The study of mechanical properties of poly(lactic) acid PLA-based 3D printed filament under temperature and environmental conditions

Abstract

Recently, Industrial Revolution 4.0 has highlighted the key components that will shift the world into digitalization; cybersecurity, cloud computing, mobile technologies, machine to machine, advanced robotics, big data, Internet of Things (IoT), RFID technology, cognitive computing and additive manufacturing. Additive manufacturing or better known as 3D printing technology has captivated many researchers due to its many advantages. This study aims to focus on the influence of temperature on the physical properties of the 3D printed structure made from poly(lactic) acid (PLA) with 100% infill.
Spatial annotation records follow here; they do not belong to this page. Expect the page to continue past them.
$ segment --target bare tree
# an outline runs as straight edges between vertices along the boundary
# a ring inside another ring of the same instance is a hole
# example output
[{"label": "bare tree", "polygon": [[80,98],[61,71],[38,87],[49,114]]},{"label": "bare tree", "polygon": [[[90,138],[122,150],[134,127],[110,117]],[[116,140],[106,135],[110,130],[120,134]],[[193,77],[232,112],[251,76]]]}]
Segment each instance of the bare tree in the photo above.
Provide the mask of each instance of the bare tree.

The highest Young’s modulus at the value of 4.42 GPa was obtained with a slight deviation under other samples exposed at the temperature of 70 °C and 80 °C. It was found that the ultimate tensile strength of the 3D printed structure when being exposed at the temperature of 80 °C for a maximized duration of 10 days while the breakage/fracture limit was recorded on samples after the 13rd day exposure at the same temperature. Meanwhile, the highest strain was achieved at 8.04% also during the 13rd day but at 70 °C. In conclusion, post-heat treatment has minimal effect on the Young’s modulus of 3D printed PLA but it was largely effecting the fracture limit of the structure. Therefore, heat treatment at temperature closed to the glass transition temperature of PLA polymer improved the adhesion strength between the printed layer thus enhancing the durability of the specimen under load conditions.